I think this is good but there are some structural things it would be good to look at. A couple of overarching things:

1. As noted below, I think I've given you a bad steer on the Community structure. I'm not convinced that actual `Cohort` objects are the way forward - the structure is very clear but it's likely to be less efficient. It is possible though that adding and deleting cohorts is much more efficient with lists of `Cohort` instances than subsetting and appending arrays?

2. I think I'd rather have factory methods of classes than the intermediate import classes - it just seems cleaner.

Hi David,

Thank you very much for the feedback, these were things I was going round in circles a bit myself, so it's great to have the input.

Regarding the first point I think I've circled round on the arrays vs objects quite a few times over and still don't have a strong feeling. I think going for the OO approach might make it easier to read and easier to reason about when it comes to adding and removing cohorts, but I can see the efficiency argument for using arrays.

Regarding the second point I also went in and out on this. JSON dataclasses did not play very nicely with passing the flora object into the nested cohorts within the community which was why I ended up with the separate import classes (I thought this was also a bit clearer from the point of view of easily seeing which fields were needed in the input data). Once there were separate import classes, the logic looked quite complicated and I thought it deserved it's own class (was going for the single responsibility principle from SOLID), but will have a review to see if there's a better way. Maybe adding extra functionality to the generated from_json method that json_dataclass creates in the cohort class is possible that would allow us to pass the flora in there.

Sorry that's all very inconclusive! Hopefully some more ideas might percolate over the space of the weekend.
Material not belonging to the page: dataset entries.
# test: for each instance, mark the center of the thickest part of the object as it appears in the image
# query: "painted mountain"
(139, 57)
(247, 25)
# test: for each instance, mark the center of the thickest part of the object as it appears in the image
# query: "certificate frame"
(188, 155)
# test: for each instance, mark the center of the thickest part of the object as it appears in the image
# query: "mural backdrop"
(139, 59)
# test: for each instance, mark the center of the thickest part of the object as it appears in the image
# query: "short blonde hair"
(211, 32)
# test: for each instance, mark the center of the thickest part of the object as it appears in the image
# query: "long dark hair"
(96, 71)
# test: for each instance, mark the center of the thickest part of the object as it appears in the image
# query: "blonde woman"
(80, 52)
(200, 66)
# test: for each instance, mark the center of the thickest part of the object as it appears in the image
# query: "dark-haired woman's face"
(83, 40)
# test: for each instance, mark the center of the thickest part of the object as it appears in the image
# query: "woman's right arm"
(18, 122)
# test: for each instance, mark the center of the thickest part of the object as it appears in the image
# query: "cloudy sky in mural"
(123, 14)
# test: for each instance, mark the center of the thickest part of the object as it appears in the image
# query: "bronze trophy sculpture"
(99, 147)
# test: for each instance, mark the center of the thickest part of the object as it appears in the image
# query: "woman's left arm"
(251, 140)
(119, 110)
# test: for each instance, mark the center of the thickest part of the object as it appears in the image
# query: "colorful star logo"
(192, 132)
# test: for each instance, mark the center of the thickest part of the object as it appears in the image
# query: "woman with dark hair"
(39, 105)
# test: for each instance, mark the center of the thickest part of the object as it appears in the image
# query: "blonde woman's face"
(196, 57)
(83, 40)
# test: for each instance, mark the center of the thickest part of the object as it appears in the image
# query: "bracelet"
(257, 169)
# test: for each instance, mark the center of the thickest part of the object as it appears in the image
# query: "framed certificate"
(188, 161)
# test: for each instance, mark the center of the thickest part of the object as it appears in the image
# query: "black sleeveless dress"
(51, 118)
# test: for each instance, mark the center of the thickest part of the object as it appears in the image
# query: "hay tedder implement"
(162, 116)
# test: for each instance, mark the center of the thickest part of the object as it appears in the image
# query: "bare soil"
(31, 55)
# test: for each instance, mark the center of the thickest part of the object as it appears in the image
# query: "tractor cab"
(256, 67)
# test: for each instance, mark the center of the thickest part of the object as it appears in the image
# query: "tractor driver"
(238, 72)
vgro commented 1 month ago

This looks very good to me, Amy. I cannot say much about the performance, just a few comments on readability. I think it was said before, maybe in a different context, that it is easier to read if variable names have meaningful names, for example in solve_canopy_closure_height, see inline comment. I'm a bit unhappy with the z_m name for height where canopy radius is maximum, could you rename it to either z_max or something even more descriptive like canopy_radius_max_height. Also, z_m It is the standard name for roughness length of momentum which might come in at some point.